Der Anfang ist noch leicht: Wir suchen die Teile mit der glatten Kante raus und sortieren den Rand. Dann aber wird es mühsam. Aus den verbleibenden geschätzten 940 Teilen gilt es, die markanten Strukturen rauszusuchen und die vorherrschenden Farben. Das Hemd des Jungen ist rot, das Regal, vor dem er steht, hat eine braune Holzkante, die Jacke des Krämers ist gelb. Anfangs ist es ein Wühlen und Suchen. Scheinbar hat das Ganze wenig Richtung und Ziel, aber so ganz langsam ahnt man etwas. Und immer wieder staune ich dabei über den Prozess: Ich halte ein Puzzleteil in der Hand: grün mit einem braun-schwarzen Strich.
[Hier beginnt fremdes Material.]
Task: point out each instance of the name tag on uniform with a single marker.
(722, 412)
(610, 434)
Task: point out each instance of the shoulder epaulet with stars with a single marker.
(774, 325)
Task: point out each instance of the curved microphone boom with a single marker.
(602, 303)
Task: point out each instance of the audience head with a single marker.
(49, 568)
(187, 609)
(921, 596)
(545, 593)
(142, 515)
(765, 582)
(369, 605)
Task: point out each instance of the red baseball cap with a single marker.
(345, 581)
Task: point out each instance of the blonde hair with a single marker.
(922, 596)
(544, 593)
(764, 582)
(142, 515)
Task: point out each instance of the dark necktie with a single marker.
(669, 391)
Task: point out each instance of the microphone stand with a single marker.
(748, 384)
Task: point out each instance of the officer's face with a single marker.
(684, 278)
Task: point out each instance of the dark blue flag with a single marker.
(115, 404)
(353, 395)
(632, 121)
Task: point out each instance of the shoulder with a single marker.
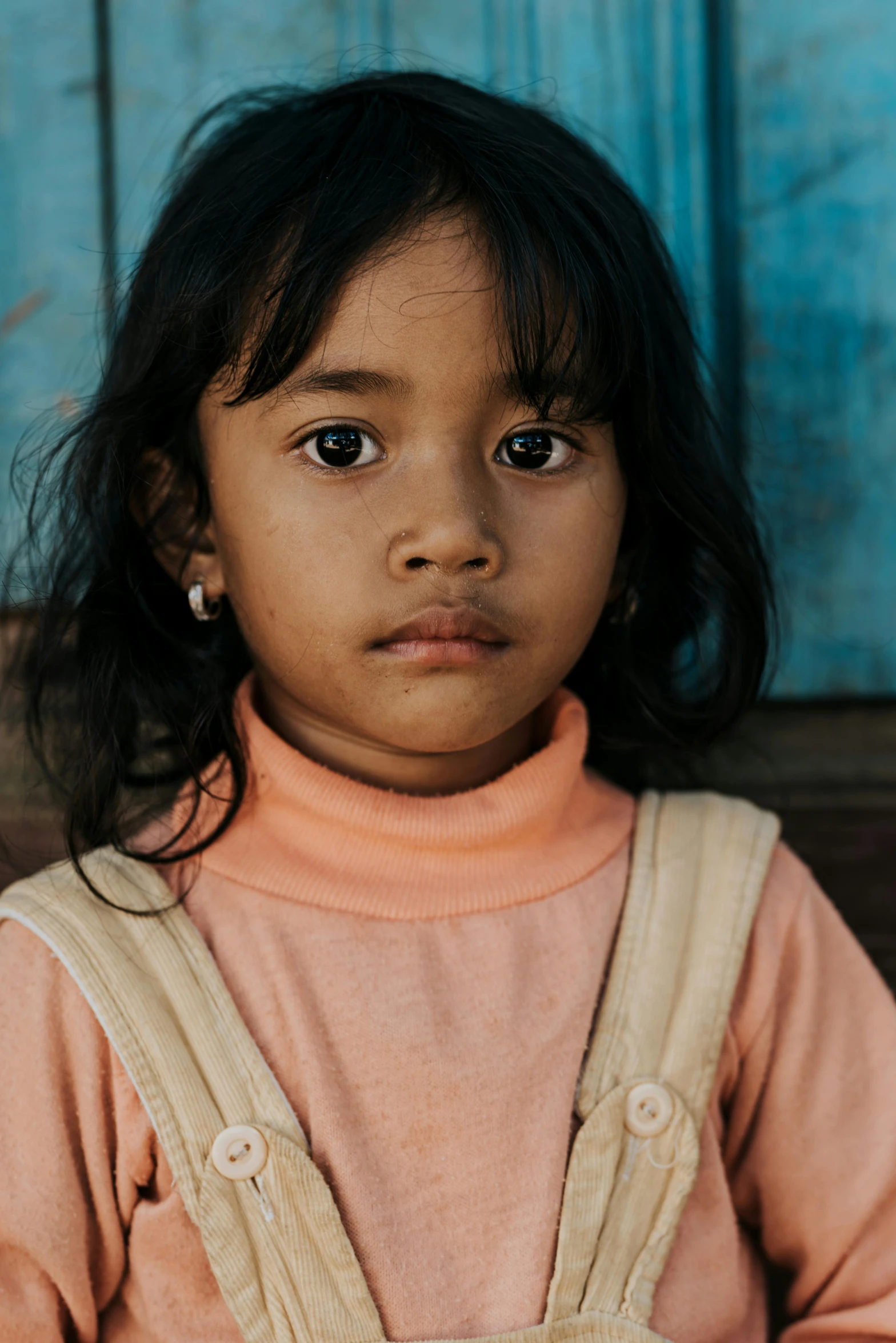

Und habe hat keinen blassen Schimmer, wo das hin soll; noch nicht mal wo oben und unten ist. Dann probiere ich es an verschiedenen Stellen aus.

Manchmal finde ich dann die richtige Stelle – und dann ist plötzlich klar: Der braun-schwarze Strich muss quer verlaufen, und das Grün gehört zu einer der Bonbonschachteln im Kaufmannsladen. Dem Puzzleteil allein konnte ich das nicht ansehen, in der Kombination mit den anderen Stücken ergibt es langsam ein Bild. „Wie im richtigen Leben“ denke ich. Da sind so viele Dinge, die ich nicht verstehe: Die Krankheit einer Freundin, der frühe Tod meines Onkels, die Ungerechtigkeiten der Welt.

Aber da gibt es auch Dinge, die schon länger zurückliegen, und die ich heute gut einsortieren kann in mein Lebenspuzzle: Die Unzufriedenheit im Beruf, die mich auf einen neuen Weg gebracht hat; der Besuch eines langweiligen Seminars, bei dem ich eine neue Freundin kennenlernte. Dazu passt ein Spruch des Dänischen Theologen Sören Kierkegaard: „Man kann das Leben nur rückwärts verstehen, aber man muss es vorwärts leben.“ Vorwärts leben – das heißt manchmal puzzlen. Manchmal muss ich dabei Teile wieder weglegen, die ich noch nicht anlegen kann. Sie finden später ihren Platz.

Wahrscheinlich wird mein Leben kein klares abgeschlossenes Puzzle mit ordentlichen Rändern. Ein Leben bleibt immer ein bisschen bruchstückhaft. Aber das, was mir unvollendet erscheint, kann ich immer noch Gott hinhalten. Er hat den größeren Überblick.